The naira continued its downswing against the United States dollar at the interbank for the third consecutive day as it fell by 90 kobo to close at N158.90 to a dollar, as against the N158 to a dollar it stood on Tuesday.
While some experts attributed the development to increased demand for the greenback by offshore investors who sought to reduce their exposure to the domestic market, others hinged it on rise in demand for the dollar by oil importers.
In all, data obtained from Financial Market Dealers Association (FMDA), showed that the local currency dropped by a total of N1.05 in the last three days.
On the other hand, at the Wholesale Dutch Auction System (WDAS), yesterday, the local currency closed at N155.69 to a dollar, the same value it was on Monday.
But the Central Bank of Nigeria (CBN) increased the volume of dollar supplied to the 19 banks that participated in the auction to $200 million, from $150 million on Monday.
In his opinion, Emerging Markets Strategist, Standard Bank Plc, Samir Gadio, said the naira primarily came under pressure because of increased forex demand from offshore investors that sought to reduce their exposure to the Nigerian market as well as profit-taking by investors.

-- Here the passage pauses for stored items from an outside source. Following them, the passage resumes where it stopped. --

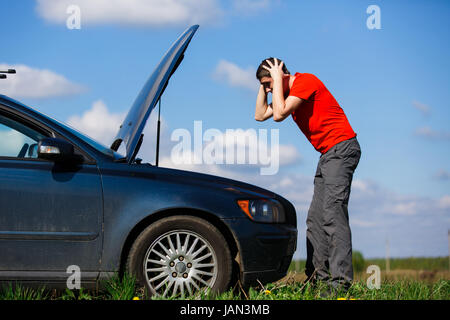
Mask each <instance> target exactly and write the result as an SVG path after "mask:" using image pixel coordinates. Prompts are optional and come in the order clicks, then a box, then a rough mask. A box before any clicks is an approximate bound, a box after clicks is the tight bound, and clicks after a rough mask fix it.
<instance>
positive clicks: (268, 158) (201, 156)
mask: <svg viewBox="0 0 450 320" xmlns="http://www.w3.org/2000/svg"><path fill="white" fill-rule="evenodd" d="M268 138H269V134H268V130H266V129H259V130H258V132H257V131H256V130H255V129H247V130H243V129H226V131H225V132H222V131H220V130H219V129H214V128H211V129H207V130H205V132H203V127H202V121H194V137H193V139H192V137H191V133H190V132H189V130H187V129H182V128H180V129H175V130H174V131H173V132H172V135H171V140H172V141H175V142H178V143H177V144H176V145H175V146H174V147H173V148H172V151H171V155H170V156H171V161H172V163H174V164H178V165H179V164H188V165H190V164H207V165H211V164H227V165H228V164H249V165H260V166H261V168H260V173H261V175H274V174H276V173H277V172H278V169H279V162H280V161H279V158H280V155H279V153H280V150H279V130H278V129H271V130H270V147H269V144H268Z"/></svg>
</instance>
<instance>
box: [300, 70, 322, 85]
mask: <svg viewBox="0 0 450 320" xmlns="http://www.w3.org/2000/svg"><path fill="white" fill-rule="evenodd" d="M294 76H295V80H294V83H293V84H294V85H306V84H309V85H313V84H317V83H318V82H320V79H319V78H317V77H316V76H315V75H314V74H312V73H299V72H297V73H295V75H294Z"/></svg>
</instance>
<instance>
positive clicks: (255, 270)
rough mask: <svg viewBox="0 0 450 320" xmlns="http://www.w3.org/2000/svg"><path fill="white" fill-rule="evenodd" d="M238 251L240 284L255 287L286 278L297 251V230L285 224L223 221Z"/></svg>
mask: <svg viewBox="0 0 450 320" xmlns="http://www.w3.org/2000/svg"><path fill="white" fill-rule="evenodd" d="M225 222H226V223H227V224H228V226H229V227H230V229H231V231H232V232H233V235H234V237H235V240H236V242H237V245H238V249H239V255H238V257H239V258H238V259H239V261H238V262H239V264H240V269H241V277H240V280H241V283H242V285H243V286H244V287H249V286H256V285H258V283H259V282H260V283H262V284H265V283H268V282H273V281H276V280H279V279H281V278H282V277H284V276H285V275H286V274H287V271H288V269H289V265H290V263H291V260H292V256H293V254H294V252H295V250H296V249H297V228H296V227H294V226H292V225H287V224H265V223H257V222H253V221H251V220H250V219H248V218H243V219H229V220H228V219H227V220H225Z"/></svg>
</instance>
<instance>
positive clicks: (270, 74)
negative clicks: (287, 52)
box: [263, 58, 284, 81]
mask: <svg viewBox="0 0 450 320" xmlns="http://www.w3.org/2000/svg"><path fill="white" fill-rule="evenodd" d="M266 62H267V64H268V65H269V66H270V67H267V66H264V65H263V68H264V69H266V70H267V71H269V72H270V77H271V78H272V79H273V80H274V81H276V80H281V79H283V75H284V72H283V64H284V62H283V61H281V63H279V62H278V59H277V58H275V59H274V64H272V62H270V60H266Z"/></svg>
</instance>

Gadio revealed that the apex bank had intervened in the interbank market on Tuesday; a move he said, helped in reversing intraday losses on that day.
"The central bank has been virtually out of the interbank market in 2012 and the proactive intervention would indicate that it is somewhat worried about the sudden jump in $/N and will attempt to prevent the build-up of further negative pressure," he explained, in an interview with THISDAY.
On her part, the Sub-Saharan Africa Economist, Renaissance Capital (RenCap), Yvonne Mhango, who also spoke in an interview with THISDAY, said the risk against the naira was gradually building up because some of the fuel importers that did not import the petroleum product, had commenced importation.
"That suggests that we are going to be seeing increased demand for forex and we could see a slowdown in the build-up of the forex reserves we have seen since the beginning of the year," Mhango added.
Commenting on the rise of inflation rate to 12.9 per cent inflation in April, Gadio said the market as well as the apex bank had anticipated the increase.
"In fact, the most likely scenario is still that investors will be gradually positioning for an attractive duration trade going forward given the forthcoming shift to a more accommodative monetary policy stance later this year (if dollar/naira stability is ensured) and a decline in inflation post-third quarter 2012.
"The main intermittent upside risk to bond rates may actually come from the switch auctions planned by the Debt Management Office and designed to exchange liquid on-the-run instruments for off-the-run short term securities, although even this possibility is ambiguous in light of the intrinsic demand for fixed income instruments amid a limited pool of investable assets in Nigeria," he added.